Читать «Лунная походка» онлайн - страница 44

Сергей Михайлович Нефедов

Кажется я писал тебе, что у меня к концу жизни создалось впечатление о бесполезности и даже вреде поиска земли обетованной. Это же бессмысленно и вгоняет в бешенство: взять и оказаться запертым в четырех стенах. Лыковы – да это же животные, как заявил один мой знакомый, готовый на все ради комфортного путешествия. Но мне кажется, там, после смерти (кстати, труба напоминала мне именно о ней, о неминуемой, о принятии которой надо чесаться загодя) мы окажемся в положении, которого даже предположить не в силах…
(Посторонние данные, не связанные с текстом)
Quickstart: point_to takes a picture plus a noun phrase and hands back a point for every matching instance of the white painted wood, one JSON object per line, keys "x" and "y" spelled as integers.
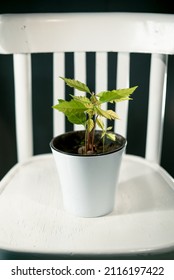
{"x": 123, "y": 73}
{"x": 58, "y": 92}
{"x": 23, "y": 105}
{"x": 131, "y": 32}
{"x": 141, "y": 222}
{"x": 80, "y": 75}
{"x": 157, "y": 96}
{"x": 35, "y": 220}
Что-то я заразглагольствовался и отвлекся; мы просто забыли ту зиму, ту трубу, так навсегда и канувшую, как если бы родственник, которого мы каждый по-своему любили, приказал долго жить.

«Я тоскую по Родине…»

И тебе спасибо, старина Дженефрис, потому что ты один заставлял вспоминать меня, что в мире огромное поле Свободы и никто, слышишь, никто не имеет ключей от этого Поля. Пусть они все разом наложат в штаны, гремя связками ключей от камер, но у них ничего не выйдет, даже не знаю как сказать, Дженефрис. Конечно, ты относился ко мне, я не исключаю, как не к совсем живому или как к попахивающему; что делать, с какими красными лягушками ни приходится только работать. Наверное, я принес тебе немало хлопот, потому что был не совсем настоящим. Но я врубился, когда мы, громыхая ведрами и перископами для мытья, – вот она, гордость нации: кристально чистая лицевой стороны банка, – гремя и звеня, мчались между альфа-ромео и мерседес-слон, плоских как феррари, феррари, а ты пел песни Элвиса Пресли. Если бы я знал тогда, что это было на дюйм лучше Пресли, может мне не было бы так хреново.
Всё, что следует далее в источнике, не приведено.